4. What’s in Your Subject Line?
Even the most interesting email can get shoved to the trash can before it’s ever opened if the subject line is dull, boring, or simply too pushy. Before you send out your next email promotion, take a close look at the subject line. It’s the ‘first impression’ of your email, and it can leave a sour taste if written improperly.
Because so many of us today check our emails on our phones, it’s important to keep that in mind when crafting your subject lines. Most mobile devices will only display 24-26 characters,which means your space for a catchy subject line is limited.
Take a look at the subject line that McAlister’s used to introduce the cookie email displayed under “Get Visual!” above. It’s short. It’s sweet, literally. And, it pushed me to open the email on my iPhone.
These subject lines need to initiate further reading of the email, so this is the time to pull out your punchy one-liners. Don’t send the generic ‘SPECIAL OFFER’, but instead prompt quick engagement with ‘Special Offer to Our First 100 Readers’ or ‘Are we friends yet?’ if you’re looking to boost your social media numbers with an email linking to your profiles. Be alluring, intriguing, and irresistible -- all under 25 characters.

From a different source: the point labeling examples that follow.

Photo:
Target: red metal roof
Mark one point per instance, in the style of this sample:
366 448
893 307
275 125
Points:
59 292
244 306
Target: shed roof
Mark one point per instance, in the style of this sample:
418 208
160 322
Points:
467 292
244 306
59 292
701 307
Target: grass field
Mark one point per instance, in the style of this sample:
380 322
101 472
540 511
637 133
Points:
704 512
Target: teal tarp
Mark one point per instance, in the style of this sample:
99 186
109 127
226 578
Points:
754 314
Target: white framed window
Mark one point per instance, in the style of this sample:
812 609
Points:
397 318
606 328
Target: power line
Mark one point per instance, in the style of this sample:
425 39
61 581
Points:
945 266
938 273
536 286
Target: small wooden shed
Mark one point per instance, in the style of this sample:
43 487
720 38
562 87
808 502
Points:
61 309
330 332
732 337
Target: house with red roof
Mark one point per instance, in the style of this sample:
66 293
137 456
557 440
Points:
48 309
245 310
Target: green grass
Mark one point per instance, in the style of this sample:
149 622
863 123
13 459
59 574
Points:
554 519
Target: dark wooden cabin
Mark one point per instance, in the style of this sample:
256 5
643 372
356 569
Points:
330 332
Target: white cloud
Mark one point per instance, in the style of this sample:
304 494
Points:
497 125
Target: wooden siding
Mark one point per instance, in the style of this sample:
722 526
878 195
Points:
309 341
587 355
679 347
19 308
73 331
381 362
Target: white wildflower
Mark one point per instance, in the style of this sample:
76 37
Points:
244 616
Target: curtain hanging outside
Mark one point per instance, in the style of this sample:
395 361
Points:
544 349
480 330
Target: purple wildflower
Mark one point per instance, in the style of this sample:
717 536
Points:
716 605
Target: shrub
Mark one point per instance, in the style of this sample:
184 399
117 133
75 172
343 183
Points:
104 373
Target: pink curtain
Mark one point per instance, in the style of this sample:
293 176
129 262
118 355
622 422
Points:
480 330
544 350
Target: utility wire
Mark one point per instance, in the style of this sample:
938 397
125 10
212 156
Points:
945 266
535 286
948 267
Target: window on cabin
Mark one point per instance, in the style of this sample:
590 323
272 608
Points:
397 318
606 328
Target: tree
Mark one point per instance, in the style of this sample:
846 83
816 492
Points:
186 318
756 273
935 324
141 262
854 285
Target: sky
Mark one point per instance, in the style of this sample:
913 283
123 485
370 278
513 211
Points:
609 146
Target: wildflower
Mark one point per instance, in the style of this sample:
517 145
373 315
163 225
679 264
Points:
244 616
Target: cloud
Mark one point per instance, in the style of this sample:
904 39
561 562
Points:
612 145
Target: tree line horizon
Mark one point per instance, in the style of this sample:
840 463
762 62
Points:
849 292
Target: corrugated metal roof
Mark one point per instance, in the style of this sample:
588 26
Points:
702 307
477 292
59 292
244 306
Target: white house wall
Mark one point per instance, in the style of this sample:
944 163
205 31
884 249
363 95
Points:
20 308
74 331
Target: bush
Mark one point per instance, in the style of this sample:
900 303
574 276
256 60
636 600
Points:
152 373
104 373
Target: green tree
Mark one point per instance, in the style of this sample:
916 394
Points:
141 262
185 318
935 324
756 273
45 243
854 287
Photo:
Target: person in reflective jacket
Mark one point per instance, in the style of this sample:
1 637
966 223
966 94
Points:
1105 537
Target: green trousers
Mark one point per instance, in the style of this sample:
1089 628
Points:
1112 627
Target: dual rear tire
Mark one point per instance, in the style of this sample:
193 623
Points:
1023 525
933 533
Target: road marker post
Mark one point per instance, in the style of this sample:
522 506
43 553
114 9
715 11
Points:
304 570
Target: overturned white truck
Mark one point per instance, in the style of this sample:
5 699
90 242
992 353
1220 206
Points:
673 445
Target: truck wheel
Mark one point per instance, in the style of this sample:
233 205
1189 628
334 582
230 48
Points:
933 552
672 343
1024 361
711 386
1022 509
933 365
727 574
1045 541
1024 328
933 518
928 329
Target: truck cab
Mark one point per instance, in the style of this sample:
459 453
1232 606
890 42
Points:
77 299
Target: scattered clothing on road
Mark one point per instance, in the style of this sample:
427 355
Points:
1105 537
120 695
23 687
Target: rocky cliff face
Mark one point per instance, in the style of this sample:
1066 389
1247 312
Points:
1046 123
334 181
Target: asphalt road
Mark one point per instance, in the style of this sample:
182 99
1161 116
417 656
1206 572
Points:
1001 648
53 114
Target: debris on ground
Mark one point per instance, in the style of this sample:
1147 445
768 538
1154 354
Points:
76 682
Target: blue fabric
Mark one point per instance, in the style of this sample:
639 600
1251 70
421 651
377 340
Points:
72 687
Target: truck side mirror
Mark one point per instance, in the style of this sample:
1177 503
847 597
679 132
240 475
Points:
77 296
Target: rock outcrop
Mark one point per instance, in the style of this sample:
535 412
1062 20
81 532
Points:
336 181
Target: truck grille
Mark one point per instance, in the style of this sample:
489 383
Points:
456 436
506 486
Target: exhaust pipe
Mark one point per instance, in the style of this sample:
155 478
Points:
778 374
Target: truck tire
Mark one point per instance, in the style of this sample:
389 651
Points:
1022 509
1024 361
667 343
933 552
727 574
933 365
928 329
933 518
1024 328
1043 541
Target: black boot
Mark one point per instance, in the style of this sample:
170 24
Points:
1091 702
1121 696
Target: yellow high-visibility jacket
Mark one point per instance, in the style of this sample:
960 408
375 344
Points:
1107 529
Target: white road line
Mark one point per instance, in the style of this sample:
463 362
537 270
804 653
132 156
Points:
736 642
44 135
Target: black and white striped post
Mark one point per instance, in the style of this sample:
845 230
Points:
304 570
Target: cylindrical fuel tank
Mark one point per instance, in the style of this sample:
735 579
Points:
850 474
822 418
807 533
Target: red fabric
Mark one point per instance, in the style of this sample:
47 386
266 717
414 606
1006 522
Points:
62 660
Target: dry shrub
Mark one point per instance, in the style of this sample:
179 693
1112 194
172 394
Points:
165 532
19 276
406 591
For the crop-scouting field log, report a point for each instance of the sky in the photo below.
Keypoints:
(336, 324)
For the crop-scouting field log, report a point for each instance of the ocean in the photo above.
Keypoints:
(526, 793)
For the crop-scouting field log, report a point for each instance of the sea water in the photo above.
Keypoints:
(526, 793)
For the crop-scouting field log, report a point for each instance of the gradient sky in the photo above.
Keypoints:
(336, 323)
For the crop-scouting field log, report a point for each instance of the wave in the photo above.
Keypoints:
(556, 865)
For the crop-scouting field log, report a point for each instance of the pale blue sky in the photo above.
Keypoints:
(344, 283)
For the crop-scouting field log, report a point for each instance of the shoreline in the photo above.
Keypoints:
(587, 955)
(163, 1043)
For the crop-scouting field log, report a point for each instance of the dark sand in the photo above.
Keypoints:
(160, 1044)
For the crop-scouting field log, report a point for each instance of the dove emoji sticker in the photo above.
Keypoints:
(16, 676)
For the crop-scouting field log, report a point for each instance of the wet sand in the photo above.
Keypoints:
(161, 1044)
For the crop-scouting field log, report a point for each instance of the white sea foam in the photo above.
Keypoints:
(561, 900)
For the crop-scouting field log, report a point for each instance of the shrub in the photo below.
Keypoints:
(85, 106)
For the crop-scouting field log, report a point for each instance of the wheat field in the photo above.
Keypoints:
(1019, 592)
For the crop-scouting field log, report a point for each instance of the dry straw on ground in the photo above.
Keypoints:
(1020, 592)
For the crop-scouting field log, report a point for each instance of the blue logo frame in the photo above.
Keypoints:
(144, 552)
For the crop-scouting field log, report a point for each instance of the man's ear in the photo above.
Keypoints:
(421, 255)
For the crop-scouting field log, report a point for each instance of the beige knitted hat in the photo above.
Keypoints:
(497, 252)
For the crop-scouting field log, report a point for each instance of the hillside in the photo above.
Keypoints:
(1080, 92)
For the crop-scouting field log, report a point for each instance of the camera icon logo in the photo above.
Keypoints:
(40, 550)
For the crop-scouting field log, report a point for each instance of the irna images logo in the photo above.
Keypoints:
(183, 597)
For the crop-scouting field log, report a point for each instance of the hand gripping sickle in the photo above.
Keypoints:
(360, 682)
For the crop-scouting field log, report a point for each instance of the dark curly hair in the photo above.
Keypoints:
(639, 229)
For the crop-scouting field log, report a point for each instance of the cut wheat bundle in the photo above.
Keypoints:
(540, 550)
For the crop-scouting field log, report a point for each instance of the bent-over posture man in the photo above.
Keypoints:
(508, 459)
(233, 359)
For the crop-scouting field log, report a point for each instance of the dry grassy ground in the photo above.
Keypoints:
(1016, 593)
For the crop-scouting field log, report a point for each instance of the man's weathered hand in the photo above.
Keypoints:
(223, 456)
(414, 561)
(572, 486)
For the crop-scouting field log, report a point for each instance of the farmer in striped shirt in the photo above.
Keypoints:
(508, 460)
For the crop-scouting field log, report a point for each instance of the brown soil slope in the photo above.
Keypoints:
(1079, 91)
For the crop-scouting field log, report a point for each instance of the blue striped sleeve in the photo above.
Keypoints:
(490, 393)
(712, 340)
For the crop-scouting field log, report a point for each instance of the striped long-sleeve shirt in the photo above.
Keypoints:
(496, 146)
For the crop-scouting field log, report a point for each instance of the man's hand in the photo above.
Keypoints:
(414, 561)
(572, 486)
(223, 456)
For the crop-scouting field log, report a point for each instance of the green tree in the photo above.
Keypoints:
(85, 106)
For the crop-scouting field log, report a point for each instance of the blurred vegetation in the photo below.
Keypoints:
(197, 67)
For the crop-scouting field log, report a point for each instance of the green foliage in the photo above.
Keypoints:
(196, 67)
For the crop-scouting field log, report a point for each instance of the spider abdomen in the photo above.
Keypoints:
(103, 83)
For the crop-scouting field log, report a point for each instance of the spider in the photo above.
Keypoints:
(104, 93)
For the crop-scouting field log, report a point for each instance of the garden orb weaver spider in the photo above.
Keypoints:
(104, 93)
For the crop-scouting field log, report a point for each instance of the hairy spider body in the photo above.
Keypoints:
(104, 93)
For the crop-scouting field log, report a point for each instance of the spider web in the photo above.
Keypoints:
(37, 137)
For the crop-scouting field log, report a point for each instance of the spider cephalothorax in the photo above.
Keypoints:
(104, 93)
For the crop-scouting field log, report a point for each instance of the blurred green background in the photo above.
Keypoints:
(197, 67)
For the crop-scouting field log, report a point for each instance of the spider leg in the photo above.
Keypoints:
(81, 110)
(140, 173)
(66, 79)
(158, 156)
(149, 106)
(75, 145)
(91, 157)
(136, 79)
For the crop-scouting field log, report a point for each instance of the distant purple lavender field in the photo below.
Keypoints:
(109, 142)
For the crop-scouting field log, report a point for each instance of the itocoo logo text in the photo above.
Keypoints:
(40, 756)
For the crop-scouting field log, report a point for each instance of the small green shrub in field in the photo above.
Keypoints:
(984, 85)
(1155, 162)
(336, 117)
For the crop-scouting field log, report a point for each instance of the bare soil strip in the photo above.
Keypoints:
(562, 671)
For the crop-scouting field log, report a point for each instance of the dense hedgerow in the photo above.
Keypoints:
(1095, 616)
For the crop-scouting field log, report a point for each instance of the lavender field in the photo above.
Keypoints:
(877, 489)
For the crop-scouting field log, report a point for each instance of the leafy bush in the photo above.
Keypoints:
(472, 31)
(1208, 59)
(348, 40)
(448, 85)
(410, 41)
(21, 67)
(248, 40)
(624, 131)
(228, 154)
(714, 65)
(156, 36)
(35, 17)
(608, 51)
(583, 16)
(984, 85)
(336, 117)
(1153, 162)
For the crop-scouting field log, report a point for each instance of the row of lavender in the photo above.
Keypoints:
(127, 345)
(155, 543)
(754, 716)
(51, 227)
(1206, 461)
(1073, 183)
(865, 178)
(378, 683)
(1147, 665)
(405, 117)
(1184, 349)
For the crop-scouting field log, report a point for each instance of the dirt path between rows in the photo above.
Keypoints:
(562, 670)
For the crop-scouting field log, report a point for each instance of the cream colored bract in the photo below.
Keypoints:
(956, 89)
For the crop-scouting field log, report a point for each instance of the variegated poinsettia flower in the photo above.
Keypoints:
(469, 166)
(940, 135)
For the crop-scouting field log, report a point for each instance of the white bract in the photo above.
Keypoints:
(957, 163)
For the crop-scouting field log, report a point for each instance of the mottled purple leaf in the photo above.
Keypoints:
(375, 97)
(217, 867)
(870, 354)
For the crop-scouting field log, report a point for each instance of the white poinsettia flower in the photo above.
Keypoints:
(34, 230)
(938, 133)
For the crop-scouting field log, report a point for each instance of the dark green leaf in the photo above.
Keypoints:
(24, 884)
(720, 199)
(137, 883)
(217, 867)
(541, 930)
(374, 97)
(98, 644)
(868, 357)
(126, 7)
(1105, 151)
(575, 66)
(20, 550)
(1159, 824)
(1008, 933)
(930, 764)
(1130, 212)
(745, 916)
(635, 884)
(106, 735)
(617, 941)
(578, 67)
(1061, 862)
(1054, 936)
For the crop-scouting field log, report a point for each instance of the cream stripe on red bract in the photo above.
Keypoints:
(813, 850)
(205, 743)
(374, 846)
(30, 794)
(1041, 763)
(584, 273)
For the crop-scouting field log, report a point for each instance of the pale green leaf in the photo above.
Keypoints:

Your email promotions can be highly effective in garnering new traffic and retaining old customers. Make sure that you’re utilizing these four crucial reminders before sending off your next email campaign:
- Use Visuals
- Use CTAs
- Vary Your Content
- Pay Attention to Your Subject Line
The payoff is higher readership and potentially higher sales. Customers today don’t want to feel like they’re being pushed into buying something with a generic, impersonal email.
Take the time to craft emails that speak to your customers that are different from competitors.
Email promotions are an essential piece to the marketing puzzle. You’re able to connect with old customers, expand your brand awareness, and provide useful content to partners as well. Unfortunately, many restaurant operators still use traditional forms of email promotion, which can break apart the chain of brand loyalty they’ve worked so hard to earn.
To get the most out of your next email marketing campaign, don’t be afraid to mix things up, incorporating visuals, catchy subject lines, and calls to action to speak to your viewers on a more meaningful level.